Türk diline ilginiz nasıl başladı?

Almanya'ya geldiğim zaman okulumdaki Türk arkadaşlarımdan duyduğum bazı Türkçe kelimelerin bana tanıdık geldiğini fark ettim. Osmanlıların Balkanlar'da hüküm sürdüğünü biliyordum. Ama Türkçe kelimelerin Macarcaya geçtiğini düşünmüyordum. Sonra anladım ki büyük ninem büyük ihtimalle Ermeni asıllıydı. Ve ben ilk Türkçe kelimeleri ondan öğrenmiştim. Mesela ibrik kelimesini... Sonra Türkoloji okumaya karar verdim.

Okul kitaplarında bile Osmanlı yer almazken siz Osmanlı'dan bahseden bir kitap çeviriyorsunuz. Hedef kitlenizde Almanya'daki genç Türk nesli de var mı?

İlber Ortaylı'yı seçmemizin sebebi, tarih konusunda hem Avrupalılara doğru bilgiyi sunabilmek hem de buradaki genç Türkleri bilinçlendirmek. Türk gençleri geçmişlerini merak ediyorlar. Hanedan hakkında, Osmanlı devlet sistemi hakkında ne kadar bilgimiz var, sorgulamak gerekiyor. Batı'da onları hep vahşi, emperyal bir kültür olarak lanse ediyorlar.

Türk edebiyatı denilince Almanların aklına hangi isimler geliyor?

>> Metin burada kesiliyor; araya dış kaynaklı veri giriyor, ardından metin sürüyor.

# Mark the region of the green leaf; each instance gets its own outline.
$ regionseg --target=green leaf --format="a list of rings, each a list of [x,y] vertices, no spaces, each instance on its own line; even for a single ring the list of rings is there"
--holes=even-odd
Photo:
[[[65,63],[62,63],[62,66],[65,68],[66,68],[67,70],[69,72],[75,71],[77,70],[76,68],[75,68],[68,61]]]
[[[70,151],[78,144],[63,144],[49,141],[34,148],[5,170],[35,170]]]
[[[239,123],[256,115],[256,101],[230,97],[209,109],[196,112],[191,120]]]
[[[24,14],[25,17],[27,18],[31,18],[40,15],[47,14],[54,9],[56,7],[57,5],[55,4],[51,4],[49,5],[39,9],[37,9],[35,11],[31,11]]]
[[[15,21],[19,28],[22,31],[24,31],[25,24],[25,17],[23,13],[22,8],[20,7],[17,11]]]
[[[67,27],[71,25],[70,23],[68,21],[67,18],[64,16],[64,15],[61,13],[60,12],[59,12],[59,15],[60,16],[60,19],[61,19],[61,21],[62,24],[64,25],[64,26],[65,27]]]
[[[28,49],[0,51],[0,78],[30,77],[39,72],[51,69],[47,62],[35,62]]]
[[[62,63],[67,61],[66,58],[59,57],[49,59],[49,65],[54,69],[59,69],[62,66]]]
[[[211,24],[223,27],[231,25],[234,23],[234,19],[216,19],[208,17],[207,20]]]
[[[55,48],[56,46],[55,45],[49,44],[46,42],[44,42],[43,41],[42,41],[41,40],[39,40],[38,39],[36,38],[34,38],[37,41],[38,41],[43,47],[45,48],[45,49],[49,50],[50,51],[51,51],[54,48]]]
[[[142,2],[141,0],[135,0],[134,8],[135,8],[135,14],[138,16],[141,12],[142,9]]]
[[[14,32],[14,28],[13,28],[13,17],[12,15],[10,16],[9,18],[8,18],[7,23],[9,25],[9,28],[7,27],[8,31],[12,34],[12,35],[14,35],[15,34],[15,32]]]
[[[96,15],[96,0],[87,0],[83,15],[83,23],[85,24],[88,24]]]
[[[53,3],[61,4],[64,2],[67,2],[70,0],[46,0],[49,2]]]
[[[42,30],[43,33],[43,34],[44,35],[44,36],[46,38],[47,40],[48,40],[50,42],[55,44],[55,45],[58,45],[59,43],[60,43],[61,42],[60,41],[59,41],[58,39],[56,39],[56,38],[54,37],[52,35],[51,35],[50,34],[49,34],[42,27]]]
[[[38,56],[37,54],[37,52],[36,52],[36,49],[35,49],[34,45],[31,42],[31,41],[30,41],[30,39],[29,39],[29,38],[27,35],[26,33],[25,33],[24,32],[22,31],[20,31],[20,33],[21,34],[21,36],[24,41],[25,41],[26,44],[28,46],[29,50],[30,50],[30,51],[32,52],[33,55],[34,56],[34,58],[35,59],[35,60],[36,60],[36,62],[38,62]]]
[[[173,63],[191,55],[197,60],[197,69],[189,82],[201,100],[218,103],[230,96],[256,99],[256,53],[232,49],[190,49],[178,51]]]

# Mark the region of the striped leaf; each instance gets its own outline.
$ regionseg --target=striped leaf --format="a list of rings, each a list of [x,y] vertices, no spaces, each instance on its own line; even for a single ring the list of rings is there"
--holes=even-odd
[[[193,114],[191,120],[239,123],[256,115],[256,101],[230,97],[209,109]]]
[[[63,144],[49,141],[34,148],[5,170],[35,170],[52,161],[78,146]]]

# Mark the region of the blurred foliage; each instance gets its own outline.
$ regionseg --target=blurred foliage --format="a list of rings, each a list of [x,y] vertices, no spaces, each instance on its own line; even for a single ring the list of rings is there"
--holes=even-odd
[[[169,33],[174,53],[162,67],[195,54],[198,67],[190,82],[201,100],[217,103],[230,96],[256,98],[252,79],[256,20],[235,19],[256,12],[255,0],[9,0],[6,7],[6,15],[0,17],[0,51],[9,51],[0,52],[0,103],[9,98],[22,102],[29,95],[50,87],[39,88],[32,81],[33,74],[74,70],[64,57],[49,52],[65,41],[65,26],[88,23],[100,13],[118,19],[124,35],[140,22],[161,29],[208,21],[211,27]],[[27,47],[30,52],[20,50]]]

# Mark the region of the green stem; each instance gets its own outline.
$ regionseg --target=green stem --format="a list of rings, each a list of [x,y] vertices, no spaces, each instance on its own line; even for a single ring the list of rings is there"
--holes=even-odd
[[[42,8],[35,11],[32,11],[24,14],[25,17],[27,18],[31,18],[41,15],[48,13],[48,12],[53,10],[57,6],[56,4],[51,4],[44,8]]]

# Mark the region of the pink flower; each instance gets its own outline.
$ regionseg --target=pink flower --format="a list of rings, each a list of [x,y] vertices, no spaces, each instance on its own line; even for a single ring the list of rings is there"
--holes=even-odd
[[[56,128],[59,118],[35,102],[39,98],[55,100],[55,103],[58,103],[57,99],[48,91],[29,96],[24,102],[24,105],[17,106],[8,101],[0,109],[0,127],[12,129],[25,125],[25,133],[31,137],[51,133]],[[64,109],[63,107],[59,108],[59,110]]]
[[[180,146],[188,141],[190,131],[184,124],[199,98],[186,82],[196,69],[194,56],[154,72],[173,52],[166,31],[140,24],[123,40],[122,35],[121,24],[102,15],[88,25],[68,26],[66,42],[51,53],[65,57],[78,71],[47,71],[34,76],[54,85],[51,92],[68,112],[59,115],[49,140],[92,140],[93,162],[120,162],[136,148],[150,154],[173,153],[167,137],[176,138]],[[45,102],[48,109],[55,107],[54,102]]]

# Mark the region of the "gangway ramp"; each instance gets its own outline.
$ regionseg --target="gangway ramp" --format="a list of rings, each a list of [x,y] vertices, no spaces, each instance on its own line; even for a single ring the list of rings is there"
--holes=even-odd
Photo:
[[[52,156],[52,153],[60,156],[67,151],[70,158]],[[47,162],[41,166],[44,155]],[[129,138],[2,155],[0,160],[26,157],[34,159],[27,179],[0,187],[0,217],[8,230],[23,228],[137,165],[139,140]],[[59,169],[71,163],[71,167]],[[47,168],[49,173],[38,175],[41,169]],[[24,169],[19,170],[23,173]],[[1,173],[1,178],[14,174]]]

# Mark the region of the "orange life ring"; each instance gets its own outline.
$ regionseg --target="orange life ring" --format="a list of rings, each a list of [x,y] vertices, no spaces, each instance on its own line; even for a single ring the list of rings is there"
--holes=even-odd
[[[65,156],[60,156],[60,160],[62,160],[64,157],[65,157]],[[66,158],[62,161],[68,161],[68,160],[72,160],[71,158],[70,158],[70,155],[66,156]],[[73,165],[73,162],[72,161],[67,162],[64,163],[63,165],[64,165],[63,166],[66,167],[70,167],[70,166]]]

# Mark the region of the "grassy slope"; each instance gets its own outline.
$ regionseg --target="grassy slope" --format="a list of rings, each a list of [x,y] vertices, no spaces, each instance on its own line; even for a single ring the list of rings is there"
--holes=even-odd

Orhan Pamuk ve Yaşar Kemal dışında burada Türkler hakkında önyargıları körükleyen bazı Türk kadın yazarlar var. Konular hep aynı, namus cinayeti vs. Televizyona çıkıyorlar, bütün konularda uzman kabul ediliyorlar, ama dünya görüşleri oldukça dar. Sanki bütün Türkler eşlerini katlediyor. Yaşananları ve sorunları yazıya dökmeyi edebiyat olarak adlandırmak gibi bir eğilim var. Halbuki Tanpınar'ı okumak ve gerçek Türk edebiyatını bilmek Almanları da zenginleştirir.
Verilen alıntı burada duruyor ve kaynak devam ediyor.